I am also very grateful to the noble Baroness, Lady Casey—I would say “my noble friend”—whose very moving testimony to the 95 women and four children murdered by men pulled us all up short and was a very stark reminder of the challenges we still face in tackling violence against women. I am also grateful to my noble friend Lady Goudie for reminding us of the important role women play globally as peacekeepers and helping to rebuild shattered communities. I am grateful to the noble Lord, Lord Loomba, for raising the continued global challenge of women’s participation in education and STEM initiatives.
My noble friend Lord McConnell quite rightly raised concerns about women’s rights going into reverse globally. These are challenging times. However, I remind noble Lords that, for example, we are funding UNICEF’s Girls’ Education and Skills Partnership, the Strengthening Higher Education for Female Empowerment programme and the AI for Development Diversity programme in the global South: so a number of these initiatives are continuing.
It has been a privilege to hear from so many in this House today, including many who are themselves role models for women and girls in science and technology.
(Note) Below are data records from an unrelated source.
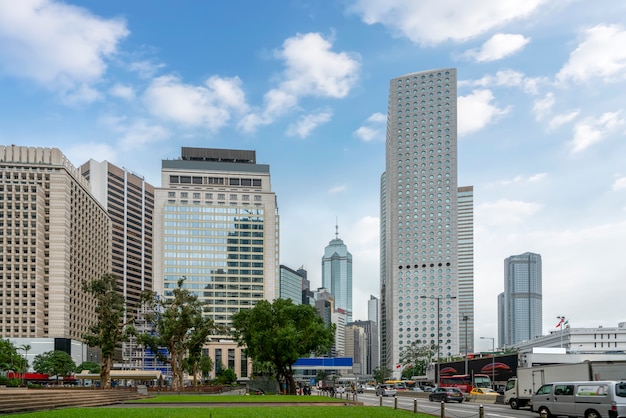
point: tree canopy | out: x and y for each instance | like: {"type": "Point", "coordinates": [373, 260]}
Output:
{"type": "Point", "coordinates": [110, 329]}
{"type": "Point", "coordinates": [57, 363]}
{"type": "Point", "coordinates": [280, 333]}
{"type": "Point", "coordinates": [178, 325]}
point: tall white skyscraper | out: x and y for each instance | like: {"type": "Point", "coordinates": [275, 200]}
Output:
{"type": "Point", "coordinates": [419, 216]}
{"type": "Point", "coordinates": [337, 274]}
{"type": "Point", "coordinates": [521, 303]}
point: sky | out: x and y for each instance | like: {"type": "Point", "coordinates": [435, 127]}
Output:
{"type": "Point", "coordinates": [541, 116]}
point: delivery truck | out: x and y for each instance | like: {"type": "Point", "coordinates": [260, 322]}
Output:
{"type": "Point", "coordinates": [528, 380]}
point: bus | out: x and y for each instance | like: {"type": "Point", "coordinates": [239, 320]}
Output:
{"type": "Point", "coordinates": [465, 382]}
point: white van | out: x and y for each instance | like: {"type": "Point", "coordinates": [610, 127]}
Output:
{"type": "Point", "coordinates": [601, 399]}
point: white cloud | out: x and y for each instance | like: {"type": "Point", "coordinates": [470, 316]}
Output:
{"type": "Point", "coordinates": [563, 118]}
{"type": "Point", "coordinates": [599, 55]}
{"type": "Point", "coordinates": [543, 107]}
{"type": "Point", "coordinates": [592, 130]}
{"type": "Point", "coordinates": [337, 189]}
{"type": "Point", "coordinates": [60, 46]}
{"type": "Point", "coordinates": [195, 106]}
{"type": "Point", "coordinates": [476, 111]}
{"type": "Point", "coordinates": [122, 92]}
{"type": "Point", "coordinates": [499, 46]}
{"type": "Point", "coordinates": [535, 178]}
{"type": "Point", "coordinates": [306, 124]}
{"type": "Point", "coordinates": [506, 78]}
{"type": "Point", "coordinates": [374, 129]}
{"type": "Point", "coordinates": [430, 22]}
{"type": "Point", "coordinates": [311, 69]}
{"type": "Point", "coordinates": [505, 212]}
{"type": "Point", "coordinates": [619, 184]}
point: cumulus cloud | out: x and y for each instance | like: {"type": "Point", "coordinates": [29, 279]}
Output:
{"type": "Point", "coordinates": [311, 69]}
{"type": "Point", "coordinates": [122, 92]}
{"type": "Point", "coordinates": [373, 129]}
{"type": "Point", "coordinates": [306, 124]}
{"type": "Point", "coordinates": [429, 22]}
{"type": "Point", "coordinates": [62, 47]}
{"type": "Point", "coordinates": [593, 130]}
{"type": "Point", "coordinates": [209, 106]}
{"type": "Point", "coordinates": [506, 78]}
{"type": "Point", "coordinates": [619, 184]}
{"type": "Point", "coordinates": [506, 212]}
{"type": "Point", "coordinates": [499, 46]}
{"type": "Point", "coordinates": [476, 111]}
{"type": "Point", "coordinates": [597, 56]}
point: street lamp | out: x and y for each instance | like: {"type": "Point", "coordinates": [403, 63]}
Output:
{"type": "Point", "coordinates": [493, 359]}
{"type": "Point", "coordinates": [438, 298]}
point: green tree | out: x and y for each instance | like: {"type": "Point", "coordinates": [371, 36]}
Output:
{"type": "Point", "coordinates": [91, 366]}
{"type": "Point", "coordinates": [381, 374]}
{"type": "Point", "coordinates": [415, 357]}
{"type": "Point", "coordinates": [178, 325]}
{"type": "Point", "coordinates": [57, 363]}
{"type": "Point", "coordinates": [110, 329]}
{"type": "Point", "coordinates": [280, 333]}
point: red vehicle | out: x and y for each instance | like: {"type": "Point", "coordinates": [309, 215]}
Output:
{"type": "Point", "coordinates": [465, 382]}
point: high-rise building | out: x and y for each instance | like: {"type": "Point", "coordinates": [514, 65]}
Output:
{"type": "Point", "coordinates": [217, 222]}
{"type": "Point", "coordinates": [419, 216]}
{"type": "Point", "coordinates": [521, 303]}
{"type": "Point", "coordinates": [337, 274]}
{"type": "Point", "coordinates": [129, 201]}
{"type": "Point", "coordinates": [290, 285]}
{"type": "Point", "coordinates": [466, 269]}
{"type": "Point", "coordinates": [54, 235]}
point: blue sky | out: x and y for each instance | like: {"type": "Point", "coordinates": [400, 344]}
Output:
{"type": "Point", "coordinates": [304, 83]}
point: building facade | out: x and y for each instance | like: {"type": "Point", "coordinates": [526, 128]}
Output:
{"type": "Point", "coordinates": [54, 235]}
{"type": "Point", "coordinates": [419, 216]}
{"type": "Point", "coordinates": [466, 269]}
{"type": "Point", "coordinates": [218, 226]}
{"type": "Point", "coordinates": [129, 201]}
{"type": "Point", "coordinates": [291, 285]}
{"type": "Point", "coordinates": [521, 315]}
{"type": "Point", "coordinates": [337, 274]}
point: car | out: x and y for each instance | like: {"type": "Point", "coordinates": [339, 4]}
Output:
{"type": "Point", "coordinates": [385, 390]}
{"type": "Point", "coordinates": [446, 395]}
{"type": "Point", "coordinates": [483, 391]}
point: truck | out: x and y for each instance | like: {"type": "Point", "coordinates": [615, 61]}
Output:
{"type": "Point", "coordinates": [520, 388]}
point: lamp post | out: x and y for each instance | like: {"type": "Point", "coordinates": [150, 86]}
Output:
{"type": "Point", "coordinates": [438, 299]}
{"type": "Point", "coordinates": [493, 359]}
{"type": "Point", "coordinates": [465, 319]}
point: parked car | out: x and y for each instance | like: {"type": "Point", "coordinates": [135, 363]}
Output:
{"type": "Point", "coordinates": [483, 391]}
{"type": "Point", "coordinates": [446, 395]}
{"type": "Point", "coordinates": [385, 390]}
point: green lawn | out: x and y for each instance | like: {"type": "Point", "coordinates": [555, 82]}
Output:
{"type": "Point", "coordinates": [229, 412]}
{"type": "Point", "coordinates": [237, 398]}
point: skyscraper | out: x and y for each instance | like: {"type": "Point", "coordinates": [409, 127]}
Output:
{"type": "Point", "coordinates": [466, 269]}
{"type": "Point", "coordinates": [419, 227]}
{"type": "Point", "coordinates": [129, 201]}
{"type": "Point", "coordinates": [54, 235]}
{"type": "Point", "coordinates": [521, 303]}
{"type": "Point", "coordinates": [337, 274]}
{"type": "Point", "coordinates": [218, 227]}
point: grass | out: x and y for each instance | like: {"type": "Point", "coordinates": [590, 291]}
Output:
{"type": "Point", "coordinates": [237, 398]}
{"type": "Point", "coordinates": [230, 412]}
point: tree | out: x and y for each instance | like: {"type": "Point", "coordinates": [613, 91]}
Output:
{"type": "Point", "coordinates": [381, 374]}
{"type": "Point", "coordinates": [110, 329]}
{"type": "Point", "coordinates": [415, 358]}
{"type": "Point", "coordinates": [91, 366]}
{"type": "Point", "coordinates": [178, 325]}
{"type": "Point", "coordinates": [57, 363]}
{"type": "Point", "coordinates": [280, 333]}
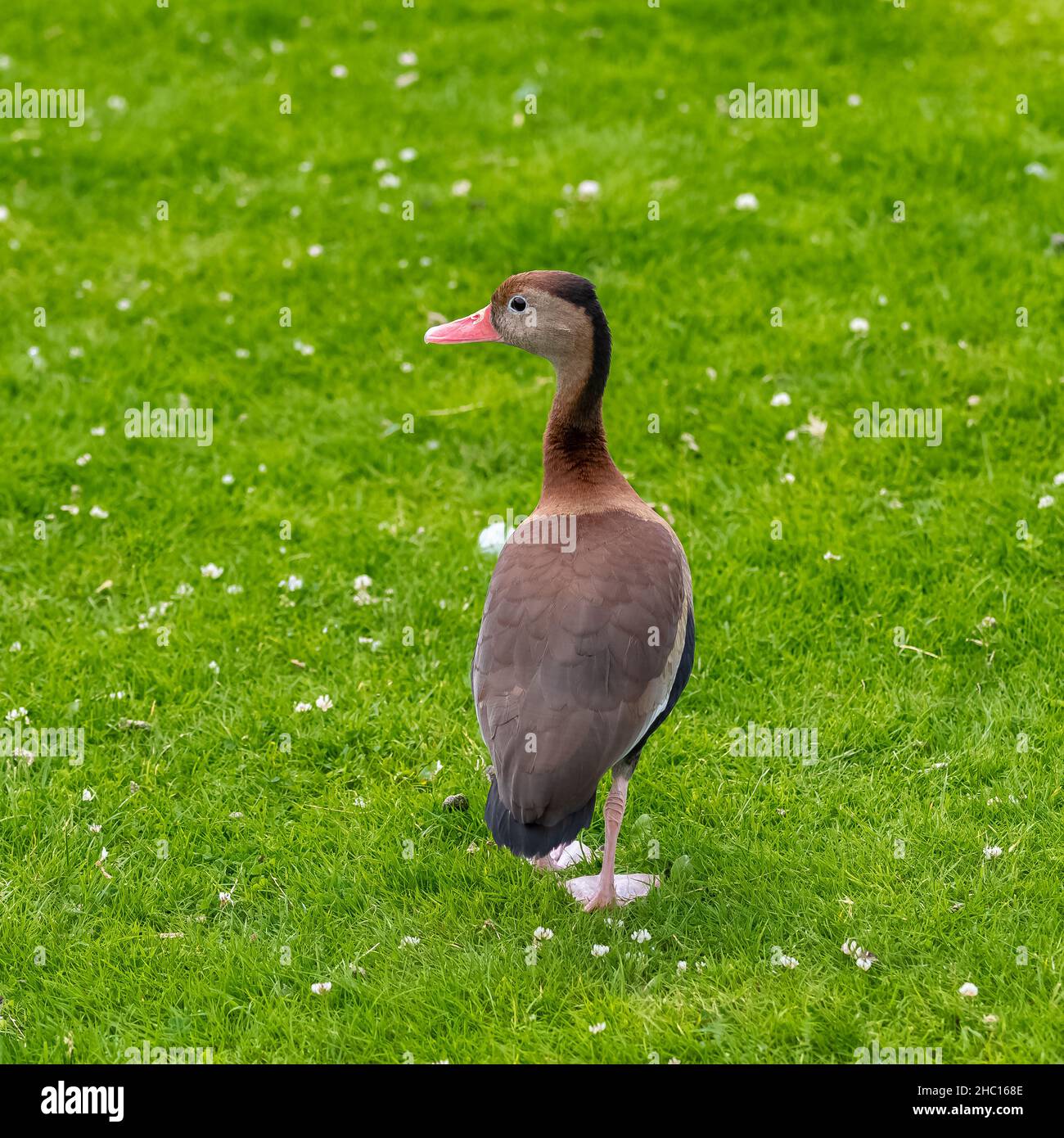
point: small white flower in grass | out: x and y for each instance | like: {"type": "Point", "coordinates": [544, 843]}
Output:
{"type": "Point", "coordinates": [492, 539]}
{"type": "Point", "coordinates": [588, 190]}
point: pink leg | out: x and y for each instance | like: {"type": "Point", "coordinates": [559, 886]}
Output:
{"type": "Point", "coordinates": [614, 811]}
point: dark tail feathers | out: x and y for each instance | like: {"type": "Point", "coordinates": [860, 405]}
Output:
{"type": "Point", "coordinates": [533, 840]}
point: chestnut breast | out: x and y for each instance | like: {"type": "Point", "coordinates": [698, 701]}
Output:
{"type": "Point", "coordinates": [580, 639]}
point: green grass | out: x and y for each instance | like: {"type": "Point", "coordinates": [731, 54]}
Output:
{"type": "Point", "coordinates": [776, 852]}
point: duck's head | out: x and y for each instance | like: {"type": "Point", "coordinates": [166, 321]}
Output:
{"type": "Point", "coordinates": [551, 314]}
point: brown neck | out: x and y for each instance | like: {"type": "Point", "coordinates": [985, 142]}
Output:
{"type": "Point", "coordinates": [577, 467]}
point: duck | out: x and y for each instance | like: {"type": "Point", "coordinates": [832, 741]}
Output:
{"type": "Point", "coordinates": [588, 634]}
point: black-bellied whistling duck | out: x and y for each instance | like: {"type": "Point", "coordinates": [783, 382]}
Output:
{"type": "Point", "coordinates": [588, 636]}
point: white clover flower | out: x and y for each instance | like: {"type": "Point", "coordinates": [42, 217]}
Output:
{"type": "Point", "coordinates": [588, 190]}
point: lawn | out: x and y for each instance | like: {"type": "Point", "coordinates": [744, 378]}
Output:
{"type": "Point", "coordinates": [254, 851]}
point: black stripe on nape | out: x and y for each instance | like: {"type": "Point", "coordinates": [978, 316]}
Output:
{"type": "Point", "coordinates": [582, 292]}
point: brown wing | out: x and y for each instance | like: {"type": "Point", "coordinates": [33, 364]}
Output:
{"type": "Point", "coordinates": [576, 656]}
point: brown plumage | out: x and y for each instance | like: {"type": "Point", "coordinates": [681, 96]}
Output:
{"type": "Point", "coordinates": [588, 636]}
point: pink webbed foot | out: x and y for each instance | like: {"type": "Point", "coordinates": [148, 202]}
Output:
{"type": "Point", "coordinates": [601, 895]}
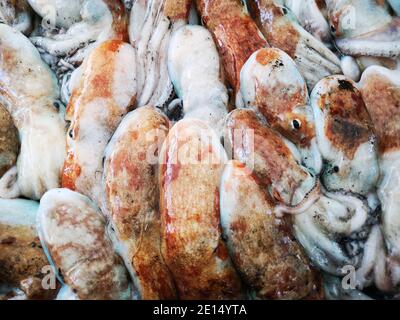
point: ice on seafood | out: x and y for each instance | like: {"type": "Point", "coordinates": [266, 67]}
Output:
{"type": "Point", "coordinates": [192, 160]}
{"type": "Point", "coordinates": [17, 14]}
{"type": "Point", "coordinates": [131, 200]}
{"type": "Point", "coordinates": [345, 136]}
{"type": "Point", "coordinates": [235, 33]}
{"type": "Point", "coordinates": [281, 29]}
{"type": "Point", "coordinates": [22, 260]}
{"type": "Point", "coordinates": [272, 85]}
{"type": "Point", "coordinates": [73, 232]}
{"type": "Point", "coordinates": [270, 260]}
{"type": "Point", "coordinates": [105, 93]}
{"type": "Point", "coordinates": [195, 71]}
{"type": "Point", "coordinates": [30, 93]}
{"type": "Point", "coordinates": [150, 28]}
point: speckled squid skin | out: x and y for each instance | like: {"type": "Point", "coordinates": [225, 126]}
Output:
{"type": "Point", "coordinates": [345, 135]}
{"type": "Point", "coordinates": [131, 199]}
{"type": "Point", "coordinates": [30, 93]}
{"type": "Point", "coordinates": [22, 258]}
{"type": "Point", "coordinates": [106, 92]}
{"type": "Point", "coordinates": [262, 246]}
{"type": "Point", "coordinates": [235, 34]}
{"type": "Point", "coordinates": [73, 230]}
{"type": "Point", "coordinates": [263, 150]}
{"type": "Point", "coordinates": [272, 85]}
{"type": "Point", "coordinates": [191, 163]}
{"type": "Point", "coordinates": [380, 88]}
{"type": "Point", "coordinates": [9, 142]}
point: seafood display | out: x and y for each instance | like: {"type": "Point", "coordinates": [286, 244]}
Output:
{"type": "Point", "coordinates": [199, 149]}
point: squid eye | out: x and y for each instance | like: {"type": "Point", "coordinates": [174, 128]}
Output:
{"type": "Point", "coordinates": [296, 123]}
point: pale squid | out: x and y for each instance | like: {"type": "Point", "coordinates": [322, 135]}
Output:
{"type": "Point", "coordinates": [364, 28]}
{"type": "Point", "coordinates": [30, 93]}
{"type": "Point", "coordinates": [380, 88]}
{"type": "Point", "coordinates": [72, 231]}
{"type": "Point", "coordinates": [131, 200]}
{"type": "Point", "coordinates": [69, 31]}
{"type": "Point", "coordinates": [195, 71]}
{"type": "Point", "coordinates": [191, 164]}
{"type": "Point", "coordinates": [235, 34]}
{"type": "Point", "coordinates": [281, 29]}
{"type": "Point", "coordinates": [151, 25]}
{"type": "Point", "coordinates": [23, 263]}
{"type": "Point", "coordinates": [17, 14]}
{"type": "Point", "coordinates": [105, 93]}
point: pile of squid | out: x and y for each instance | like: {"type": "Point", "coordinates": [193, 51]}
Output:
{"type": "Point", "coordinates": [205, 149]}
We must continue to give women and girls the tools and skills to make sure that they are not locked out of the digital world. We must continue to make sure that there is a world where they feel safe and we must continue to give women in the UK and around the world more paths to found their own firms, to get into research labs and to reach senior levels in businesses, because we cannot move forward when half the world is held back. Societal progress and growth depend on all of this.
So, I am grateful to noble Lords for all the contributions that have been made this afternoon. I am sorry if I have not managed to pick up every point, but noble Lords will have seen that I have been scribbling madly. All points were extremely well made and I think we have had an excellent debate today. I thank all noble Lords for that.